Once a new relay has been fitted in the place of the faulty one, test the horn to see if it is working. If the horn is still not working, then the actual horn may need replacing.

How to replace a faulty car horn

If you think your car needs a new horn, you can either go to the professionals or attempt it yourself. As always, when starting to work on the car, ensure the engine is switched off and the key is taken out of the ignition to prevent shocks and electrocution.

The location of the actual horn part of the car is behind the front grill of the car. To access the horn to replace it, you need to take the grill off. Each car’s grill come off slightly differently, by either detaching clips or brackets that are holding it up. To do this safely, use a screwdriver to wedge into the gap and apply gentle pressure to pull it apart.

Often, you’ll find it easier to take your grill off if you open the bonnet and push the clips or brackets from the inside. If you find the grill has been screwed on, then, one removed, keep the screws safe so you can put them back on after the horn has been replaced. It may be easier to remove your grill by opening the hood so you can push it from the inside.

Some cars may have screws that need to be removed to take the grill off. Keep the screws safe for when you need to put the grill back on.

How to fix your car horn

  • 1) Locate the horn, which looks like a small metal disk with two cables joined to it.
  • 2) The horn might be of the left side or right side of the front screen.
  • 3) Unbolt the connections of the horn and keep them safe
  • 4) Purchase a new horn that is compatible with the make and model of your car
  • 5) Install the new horn to the bolts you took our initially
  • 6) Ensure the horn is secure so it doesn’t move around when you begin to drive
  • 7) Insert the two cables into the new horn before testing it
  • 8) Test the horn
  • 9) Put your grill back on to complete the job

Average Cost to Fit a New Car Horn

Average Cost of having a new horn fitted into your carIndependent GarageDealership
London£89.30£110.87
Manchester£71.48£110.87
Glasgow£70.25£110.87

FAQs

An independent repair shop or a dealer can fix your car horn.
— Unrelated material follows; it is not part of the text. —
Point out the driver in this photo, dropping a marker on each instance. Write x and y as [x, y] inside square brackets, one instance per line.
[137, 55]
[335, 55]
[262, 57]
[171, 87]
Alternatively, if you're mechanically savvy you can follow the steps above to check the fuse and maybe even replace the car horn yourself.
Replacing a blown car horn fuse will cost around £15 at an independent dealer; fixing a relay fault will cost £42 to £125 depending on where you live; and replacing a car horn will cost £70 to £110, depending on what type of repair shop you use.
Fixing your car horn yourself might interfere with the car warranty if your car is still in the warranty period—and besides, if your car is still in warranty then the dealer should cover a faulty horn. However, if you're mechanically inclined and your car is older then you might save by trying to fix the car horn yourself.